Hace un tiempo que de vez en cuando tropiezo con él. Parece ser que va dando vueltas por el barrio
sin rumbo aparente. Es un hombre
singular. Raro, diría yo.
La primera impresión es de un vagabundo aunque
algo no acaba de encajar. Si te fijas mejor te das cuenta que su ropa es correcta, pantalones de pana
y chaqueta a cuadros, quizá un poco envejecida, pero el problema al conjunto es
la pose. Va semicurvo, cabizbajo y arrastrando los pies. Pero hay más, lo que verdaderamente choca es que en su mano derecha lleva un libro. El cual va leyendo
mientras deambula en su eterno paseo.No
he sido capaz de averiguar si realmente ha conseguido una técnica para poder
leer y andar simultáneamente, o
si simplemente pasea a su querido amigo. Y todo ello sin tropezarse, porque jamás
le he visto levantar la cabeza de su
libro. Como decía, es un hombre singular.
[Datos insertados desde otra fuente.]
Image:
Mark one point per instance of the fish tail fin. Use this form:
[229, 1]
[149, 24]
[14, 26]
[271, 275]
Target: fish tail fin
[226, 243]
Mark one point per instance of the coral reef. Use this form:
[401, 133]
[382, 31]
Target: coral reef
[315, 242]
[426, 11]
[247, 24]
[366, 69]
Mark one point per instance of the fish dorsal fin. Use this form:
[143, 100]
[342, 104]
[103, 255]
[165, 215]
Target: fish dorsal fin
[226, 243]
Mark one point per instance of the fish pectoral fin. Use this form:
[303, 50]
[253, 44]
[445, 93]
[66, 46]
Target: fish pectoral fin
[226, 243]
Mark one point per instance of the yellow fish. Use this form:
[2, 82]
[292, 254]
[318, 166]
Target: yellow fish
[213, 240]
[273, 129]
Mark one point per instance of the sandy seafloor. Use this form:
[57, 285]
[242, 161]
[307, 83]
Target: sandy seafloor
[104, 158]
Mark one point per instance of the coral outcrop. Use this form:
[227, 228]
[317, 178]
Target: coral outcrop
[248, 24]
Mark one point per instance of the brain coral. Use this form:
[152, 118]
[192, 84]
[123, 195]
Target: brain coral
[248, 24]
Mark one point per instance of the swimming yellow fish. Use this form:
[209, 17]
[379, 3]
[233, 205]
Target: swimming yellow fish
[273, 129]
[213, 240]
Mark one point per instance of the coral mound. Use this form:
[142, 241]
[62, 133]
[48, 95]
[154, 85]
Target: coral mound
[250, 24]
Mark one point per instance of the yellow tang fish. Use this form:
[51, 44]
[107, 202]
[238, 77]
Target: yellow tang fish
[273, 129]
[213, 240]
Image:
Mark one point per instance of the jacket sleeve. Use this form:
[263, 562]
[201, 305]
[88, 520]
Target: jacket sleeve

Ahora, acostumbrada a él, ya no le temo, ni se apodera de mi esa repulsa que sufrimos las personas ante la visión de lo gretesco. Ahora, cuando tropiezo con él se me dibuja una media sonrisa. Se ha convertido en algo familiar aunque ajeno a la vez. Son de esas personas que acaban un poco convirtiéndose en decorados de
nuestra vida. Ese hombre, cuyo nombre y circunstancias
desconozco, despierta en mi curiosidad. No es el típico personaje
que entristece al verle, al revés, provoca una alegre melancolía porque de alguna
forma es feliz. Simplemente, aunque no lo podamos entender, es un hombre que decidió vivir en otro mundo.
Un mundo lleno de paseos y lecturas. Un hombre que decidió ser: un lector errante.